As you move slowly and shoe-lessly through the security lines at your airport, trying to get home to your loved ones for Christmas, the Department of Homeland Security would like you to remember that you would be dead if it weren't for them and their $50-odd billion a year. So give them some gratitude and dive into their "DHS' Progress in 2011: By the Numbers."
For example, airport travel involved the following"to prevent terrorism and enhance security":
The Transportation Security Administration (TSA)'s 52,000 Transportation Security Officers screened more than 603 million passengers at 450 airports across the country.
TSA discovered over 125,000 prohibited items at airport checkpoints.
Aren't those numbers large-sounding, vague, and impressive?
There's plenty more on the ten year old Department's list of yearly triumphs here. I particularly enjoy the details that "to mature and strengthen the Department" they did the following:
Through the Efficiency Review and component initiatives, DHS has identified more than $1 billion in cost avoidances and implemented 36 efficiency initiatives across the Department.
DHS responded to more than 145,000 requests for information under the Freedom of Information Act.
No mention of what "responded to" actually entails, but like the rest of the list, it sounds nice.
The DHS blog also just dropped some aggrandizing photos from Secretary Janet Napolitano and CNN's Erin Burnett's trip through the wonderment of the DC area's various protections against Terrorism.
Meanwhile, Vanity Fair has a delightful piece where the author goes airport-adventuring with security expert and staunch TSA critic Bruce Schneider, who you may remember from such 2008 Jeffry Goldberg pieces as "The Things They Carried" in which Schneider — as he does in the Vanity Fair piece — demonstrates just how easy it is to get around laughable security measures such as checks for fake boarding passes.

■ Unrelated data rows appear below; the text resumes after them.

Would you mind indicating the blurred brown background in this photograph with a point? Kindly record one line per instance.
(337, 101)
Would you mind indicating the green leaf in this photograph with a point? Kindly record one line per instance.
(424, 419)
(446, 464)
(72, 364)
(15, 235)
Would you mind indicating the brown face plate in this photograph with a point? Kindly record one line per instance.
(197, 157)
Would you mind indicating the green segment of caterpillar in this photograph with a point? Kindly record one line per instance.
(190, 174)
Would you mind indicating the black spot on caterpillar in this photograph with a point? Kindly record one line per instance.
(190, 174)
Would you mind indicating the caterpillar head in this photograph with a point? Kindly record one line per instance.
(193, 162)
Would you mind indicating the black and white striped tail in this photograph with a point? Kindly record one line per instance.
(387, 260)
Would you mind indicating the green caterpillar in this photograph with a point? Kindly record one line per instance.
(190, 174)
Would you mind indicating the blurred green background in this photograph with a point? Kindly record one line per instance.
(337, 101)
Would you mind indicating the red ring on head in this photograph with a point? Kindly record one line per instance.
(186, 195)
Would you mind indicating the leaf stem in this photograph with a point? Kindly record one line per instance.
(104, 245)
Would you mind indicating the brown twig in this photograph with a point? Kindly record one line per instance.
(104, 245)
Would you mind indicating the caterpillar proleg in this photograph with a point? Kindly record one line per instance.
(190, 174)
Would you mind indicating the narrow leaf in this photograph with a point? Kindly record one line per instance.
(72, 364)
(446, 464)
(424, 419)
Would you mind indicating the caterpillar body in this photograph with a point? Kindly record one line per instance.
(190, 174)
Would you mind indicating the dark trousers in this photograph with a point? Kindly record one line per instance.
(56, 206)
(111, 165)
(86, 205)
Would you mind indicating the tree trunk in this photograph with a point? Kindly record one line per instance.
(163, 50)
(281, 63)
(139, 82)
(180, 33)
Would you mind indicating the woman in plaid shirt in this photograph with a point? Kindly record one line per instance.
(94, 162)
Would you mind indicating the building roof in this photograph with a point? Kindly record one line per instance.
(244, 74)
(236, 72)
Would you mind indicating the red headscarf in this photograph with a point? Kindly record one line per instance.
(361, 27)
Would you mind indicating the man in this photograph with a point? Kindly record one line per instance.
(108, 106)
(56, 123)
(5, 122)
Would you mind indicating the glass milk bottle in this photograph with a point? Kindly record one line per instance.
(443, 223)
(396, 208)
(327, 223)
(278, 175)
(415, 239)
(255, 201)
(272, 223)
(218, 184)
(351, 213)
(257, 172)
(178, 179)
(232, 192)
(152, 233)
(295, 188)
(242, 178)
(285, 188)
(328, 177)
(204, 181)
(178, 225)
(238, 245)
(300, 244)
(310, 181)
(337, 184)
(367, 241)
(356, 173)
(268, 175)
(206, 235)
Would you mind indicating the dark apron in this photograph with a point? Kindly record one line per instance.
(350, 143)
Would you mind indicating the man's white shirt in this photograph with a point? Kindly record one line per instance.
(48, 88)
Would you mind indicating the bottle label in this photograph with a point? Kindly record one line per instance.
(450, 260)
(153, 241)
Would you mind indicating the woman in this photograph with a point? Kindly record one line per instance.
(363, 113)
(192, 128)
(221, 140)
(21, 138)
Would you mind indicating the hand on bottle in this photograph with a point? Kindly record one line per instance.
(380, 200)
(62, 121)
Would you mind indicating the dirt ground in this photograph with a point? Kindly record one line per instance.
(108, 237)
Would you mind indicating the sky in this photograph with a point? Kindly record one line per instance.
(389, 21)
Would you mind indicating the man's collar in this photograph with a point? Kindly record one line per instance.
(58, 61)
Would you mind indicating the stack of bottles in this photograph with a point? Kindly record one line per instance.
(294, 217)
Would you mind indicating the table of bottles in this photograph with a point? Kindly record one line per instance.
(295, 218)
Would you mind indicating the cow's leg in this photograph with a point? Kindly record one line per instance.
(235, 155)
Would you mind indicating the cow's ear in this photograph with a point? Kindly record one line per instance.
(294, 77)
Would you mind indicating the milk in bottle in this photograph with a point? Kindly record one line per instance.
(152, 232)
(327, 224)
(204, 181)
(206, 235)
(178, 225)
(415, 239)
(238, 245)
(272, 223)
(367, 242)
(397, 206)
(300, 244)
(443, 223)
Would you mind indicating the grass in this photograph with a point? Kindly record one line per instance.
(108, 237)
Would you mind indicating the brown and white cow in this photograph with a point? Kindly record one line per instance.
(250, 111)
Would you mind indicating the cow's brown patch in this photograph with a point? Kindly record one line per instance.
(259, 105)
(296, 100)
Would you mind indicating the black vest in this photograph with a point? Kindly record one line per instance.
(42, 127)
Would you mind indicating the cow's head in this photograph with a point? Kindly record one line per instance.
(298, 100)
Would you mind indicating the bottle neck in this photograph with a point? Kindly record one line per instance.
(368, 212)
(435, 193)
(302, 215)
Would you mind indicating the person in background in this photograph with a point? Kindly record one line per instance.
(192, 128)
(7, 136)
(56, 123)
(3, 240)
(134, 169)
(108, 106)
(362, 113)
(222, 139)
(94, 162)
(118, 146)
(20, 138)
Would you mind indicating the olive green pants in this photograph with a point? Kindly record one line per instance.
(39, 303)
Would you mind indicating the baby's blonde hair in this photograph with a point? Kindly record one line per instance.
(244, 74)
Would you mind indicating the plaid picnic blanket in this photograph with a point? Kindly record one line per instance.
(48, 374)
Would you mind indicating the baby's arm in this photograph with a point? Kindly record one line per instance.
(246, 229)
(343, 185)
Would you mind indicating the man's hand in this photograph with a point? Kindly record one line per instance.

So once again, not only does the TSA subject grandmothers to various indignities, fear grenade-shaped belts and gun-motif bags, they also don't notice when you fake a ticket; their scanners would miss certain explosives, air marshals have high turnover rates and their cost is high when their benefits are overrated. In summary security theater is security theater and the article concludes:
To walk through an airport with [security expert] Bruce Schneier is to see how much change a trillion dollars can wreak. So much inconvenience for so little benefit at such a staggering cost. And directed against a threat that, by any objective standard, is quite modest. Since 9/11, Islamic terrorists have killed just 17 people on American soil, all but four of them victims of an army major turned fanatic who shot fellow soldiers in a rampage at Fort Hood. (The other four were killed by lone-wolf assassins.) During that same period, 200 times as many Americans drowned in their bathtubs. Still more were killed by driving their cars into deer. The best memorial to the victims of 9/11, in Schneier's view, would be to forget most of the "lessons" of 9/11. "It's infuriating," he said, waving my fraudulent boarding pass to indicate the mass of waiting passengers, the humming X-ray machines, the piles of unloaded computers and cell phones on the conveyor belts, the uniformed T.S.A. officers instructing people to remove their shoes and take loose change from their pockets. "We're spending billions upon billions of dollars doing this—and it is almost entirely pointless. Not only is it not done right, but even if it was done right it would be the wrong thing to do.
The rest here.
And Wired recently summed up TSA in similar terms:
According to Ben Brandt, a former adviser to Delta, the airlines and the feds should be less concerned with what gels your aunt puts in her carry-on, and more concerned about lax screening for terrorist sympathizers among the airlines' own work force. They should be worried about terrorists shipping their bombs in air cargo. And they should be worried about terrorists shooting or bombing airports without ever crossing the security gates.